Wheel Vector

Storytellers find rich material in mountain’s name

Written by Beverly Lane in the Valley Pioneer as a “Valley Vignette” on August 26, 1987

ONCE the name “Diablo” was attached to the mountain, peoples’ fancies took flight, limited only by their imagination or ideas of the devil. Sulphurous odors, poisoned gold, satanic bears and cavernous, flame-spuming openings appear in different versions.

One story of the name which is often cited as fact comes from Gen. Mariano Vallejo, a prominent transition leader in the change from Mexican to American California. In his famous report to the California Legislature on April 16, 1850, he established and explained the names of the counties of California and included information on Mount Diablo’s name.

His version shows that the original incident in the thicket was probably a well-known piece of oral history by the 1850s.

“In 1806 a military expedition from San Francisco marched against the tribe Bolbones, who were encamped at the foot of the mount. The Indians were prepared to receive the expedition and a hot battle began in the large hollow fronting the western side of the mountain.

“As victory was about to be decided in favor of the Indians, an unknown personage, decorated with the most extraordinary plumage, and waiving his arms as if to cast a spell on the intruders, suddenly appeared on the battlefield. The soldiers were routed and the incognito (Puy) departed towards the mountain.

“The defeated Spaniards, finding out that the spirit went through the same ceremony daily and at all hours, named it ‘Monte del Diablo,’ in allusion to its mysterious inhabitant…in the native tongue, ‘Puy’ signifies ‘evil spirit’; in Spanish it means ‘diablo,’ and doubtless it signifies ‘devil’ in the Anglo-American language.”

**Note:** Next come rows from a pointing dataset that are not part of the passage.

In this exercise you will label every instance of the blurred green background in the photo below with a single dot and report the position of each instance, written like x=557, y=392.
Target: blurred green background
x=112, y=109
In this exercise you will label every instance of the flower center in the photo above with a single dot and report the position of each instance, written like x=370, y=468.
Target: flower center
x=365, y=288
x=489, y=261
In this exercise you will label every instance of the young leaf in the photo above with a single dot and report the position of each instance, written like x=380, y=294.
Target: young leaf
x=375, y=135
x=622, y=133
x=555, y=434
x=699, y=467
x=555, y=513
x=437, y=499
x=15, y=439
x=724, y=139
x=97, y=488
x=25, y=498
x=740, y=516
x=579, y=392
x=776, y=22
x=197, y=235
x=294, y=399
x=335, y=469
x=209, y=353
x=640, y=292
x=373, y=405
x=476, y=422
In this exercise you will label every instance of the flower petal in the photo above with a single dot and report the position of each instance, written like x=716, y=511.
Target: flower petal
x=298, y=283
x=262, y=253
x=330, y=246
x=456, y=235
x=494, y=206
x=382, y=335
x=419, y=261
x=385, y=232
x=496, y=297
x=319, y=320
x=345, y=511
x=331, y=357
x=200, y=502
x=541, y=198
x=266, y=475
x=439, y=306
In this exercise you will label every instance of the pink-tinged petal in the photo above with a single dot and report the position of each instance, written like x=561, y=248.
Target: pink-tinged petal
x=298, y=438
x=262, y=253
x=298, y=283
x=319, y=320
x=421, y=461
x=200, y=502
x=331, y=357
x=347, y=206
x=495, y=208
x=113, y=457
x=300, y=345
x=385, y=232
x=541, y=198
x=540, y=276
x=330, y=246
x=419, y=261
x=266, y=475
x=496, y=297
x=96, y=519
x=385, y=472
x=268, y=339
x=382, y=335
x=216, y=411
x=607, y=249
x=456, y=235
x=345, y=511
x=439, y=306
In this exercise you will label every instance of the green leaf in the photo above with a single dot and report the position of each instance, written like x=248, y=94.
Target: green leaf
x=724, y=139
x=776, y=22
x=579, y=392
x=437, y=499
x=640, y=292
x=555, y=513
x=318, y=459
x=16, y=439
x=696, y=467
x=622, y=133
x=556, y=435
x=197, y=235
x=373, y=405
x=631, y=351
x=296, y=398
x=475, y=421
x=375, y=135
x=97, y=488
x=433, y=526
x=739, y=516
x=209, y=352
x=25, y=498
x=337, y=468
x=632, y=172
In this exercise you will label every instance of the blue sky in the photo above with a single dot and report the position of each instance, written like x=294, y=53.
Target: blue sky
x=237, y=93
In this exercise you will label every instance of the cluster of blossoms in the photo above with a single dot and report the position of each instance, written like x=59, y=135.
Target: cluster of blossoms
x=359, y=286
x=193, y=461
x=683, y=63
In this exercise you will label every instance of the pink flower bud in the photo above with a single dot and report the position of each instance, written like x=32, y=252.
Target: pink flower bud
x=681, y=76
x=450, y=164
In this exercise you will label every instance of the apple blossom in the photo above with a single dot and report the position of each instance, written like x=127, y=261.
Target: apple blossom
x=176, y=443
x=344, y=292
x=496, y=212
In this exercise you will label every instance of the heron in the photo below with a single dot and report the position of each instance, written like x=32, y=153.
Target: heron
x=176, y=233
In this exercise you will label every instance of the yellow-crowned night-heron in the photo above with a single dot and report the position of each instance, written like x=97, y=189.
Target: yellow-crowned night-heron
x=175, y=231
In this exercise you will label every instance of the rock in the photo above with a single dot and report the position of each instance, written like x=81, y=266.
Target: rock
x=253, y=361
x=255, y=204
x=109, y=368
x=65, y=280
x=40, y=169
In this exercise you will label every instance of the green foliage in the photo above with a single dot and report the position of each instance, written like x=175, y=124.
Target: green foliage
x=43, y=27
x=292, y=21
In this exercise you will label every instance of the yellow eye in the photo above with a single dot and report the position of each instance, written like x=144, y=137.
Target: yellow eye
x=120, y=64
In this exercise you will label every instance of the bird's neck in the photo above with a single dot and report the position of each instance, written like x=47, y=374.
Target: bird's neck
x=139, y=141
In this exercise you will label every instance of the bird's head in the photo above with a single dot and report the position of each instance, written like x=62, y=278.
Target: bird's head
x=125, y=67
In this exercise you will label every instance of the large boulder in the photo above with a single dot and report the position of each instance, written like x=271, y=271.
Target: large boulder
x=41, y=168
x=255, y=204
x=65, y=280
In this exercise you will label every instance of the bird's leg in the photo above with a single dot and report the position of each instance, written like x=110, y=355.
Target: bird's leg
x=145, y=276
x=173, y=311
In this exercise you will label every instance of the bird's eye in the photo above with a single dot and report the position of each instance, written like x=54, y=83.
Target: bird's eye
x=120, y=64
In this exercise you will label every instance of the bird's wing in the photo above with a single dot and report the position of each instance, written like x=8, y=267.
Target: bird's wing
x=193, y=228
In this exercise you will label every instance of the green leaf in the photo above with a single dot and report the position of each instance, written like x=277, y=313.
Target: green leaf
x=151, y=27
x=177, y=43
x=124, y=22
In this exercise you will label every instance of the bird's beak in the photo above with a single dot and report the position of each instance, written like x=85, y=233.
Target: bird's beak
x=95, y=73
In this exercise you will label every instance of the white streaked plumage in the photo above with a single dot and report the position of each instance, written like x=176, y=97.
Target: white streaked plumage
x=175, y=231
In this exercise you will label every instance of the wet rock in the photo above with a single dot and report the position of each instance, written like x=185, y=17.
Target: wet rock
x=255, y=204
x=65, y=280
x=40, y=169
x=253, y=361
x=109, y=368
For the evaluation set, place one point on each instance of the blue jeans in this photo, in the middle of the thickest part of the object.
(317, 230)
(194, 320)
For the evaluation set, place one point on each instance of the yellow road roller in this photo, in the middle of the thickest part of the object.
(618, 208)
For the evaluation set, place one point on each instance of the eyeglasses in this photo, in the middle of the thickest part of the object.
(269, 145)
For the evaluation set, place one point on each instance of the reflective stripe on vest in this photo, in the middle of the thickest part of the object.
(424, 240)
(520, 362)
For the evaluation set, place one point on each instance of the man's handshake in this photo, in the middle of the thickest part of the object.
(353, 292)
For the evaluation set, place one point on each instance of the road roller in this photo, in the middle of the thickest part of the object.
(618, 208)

This story has some elements of the actual 1805 battle with embellishments worthy of a fine storyteller, which Vallejo most assuredly was.

Another story, said to have come from a mission archive, told of an early friar’s efforts to suppress evidence of gold on the “high mountain” next to the Bay. In the story, the friar mixed the gold with poison and let the natives see what happened when their dogs drank the potion. When they died, the friar preached on the evil of gold and convinced the natives to avoid gold from the mountain.

Gold was held to be diabolical in this tale, and because of this, the friar christened the mountain after the devil. Considering the havoc the real gold discovery created for Hispanic California, this story might have shown some prescience. However, according to Beverly Ortiz, East Bay Regional Park District naturalist and historian, it was written early in the 1860s and was therefore not at all prophetic.

Accounts of soldiers pursuing native horse thieves tell about the thieves disappearing when “Lo, from a cavernous opening ahead there issued forth such fierce flames accompanied by such terrible roaring that they thought themselves within a riata’s throw of…His Infernal Majesty’s summer palace.” Munro-Fraser’s 1882 History of Contra Costa County includes this legend along with several others.

One of the most famous stories about the mountain was written by Bret Harte and appeared in the Atlantic Monthly of October 1863. Called The Legend of Mount Diablo, it tells about a Father Jose whose search for converts leads him to the summit of the mountain where he meets the devil in the guise of an old hidalgo. The hidalgo lays temptations before the padre before becoming a bear and attacking him. The padre then names the mountain for the devil.

Harte’s is a whimsical and entertaining story which he never claimed to be true. In fact he began by saying, “The cautious reader will detect a lack of authenticity in the following pages.”

Written less than a decade after Harte tutored the four sons of a Tassajara rancher, the story showed Harte’s familiarity with the mountain and with typical tales of the devil which were part of the oral tradition of the “hijos del pais,” the Hispanic “sons of the land.” In Harte’s tale the devil was not clever enough to tempt the holy father, unlike the devil’s reputed success with some of the hijos.

In the 20th century campers have found some physical phenomenon which they think may have contributed to the perpetuation of these tales. The author of the Oakland Tribune’s Knave column, cited a camper near the head of Mitchell Canyon in 1910 who said he was awakened by an eerie roar which rose to a high pitch, died out and returned. Evidently a rush of hot air from the valley below was the cause. On another occasion, the camper saw a wraithlike figure at sunrise, formed by a combination of sun rays, mountain edges and a fog bank.

Writers have let their imaginations range free as they created stories about the mountain and the devil. To some the name remains an unhappy choice and attempts to “remove the devil from the mountain” are pursued at least once a decade.

Resources: John Dengel, A Portrait of a Mountain, Oakland Tribune, Jan. and Feb. 1961; Erwin G. Gudde, California Place Names, 1969; Bret Harte, The Legend of Mt. Diablo, Atlantic Monthly, Oct. 1863; F. J. Hulaniski, The History of Contra Costa County, California, 1917; J. P. Munro-Fraser, History of Contra Costa County, 1882; Mariano Vallejo, California Special Commission on the derivation and definition of County names, 1850.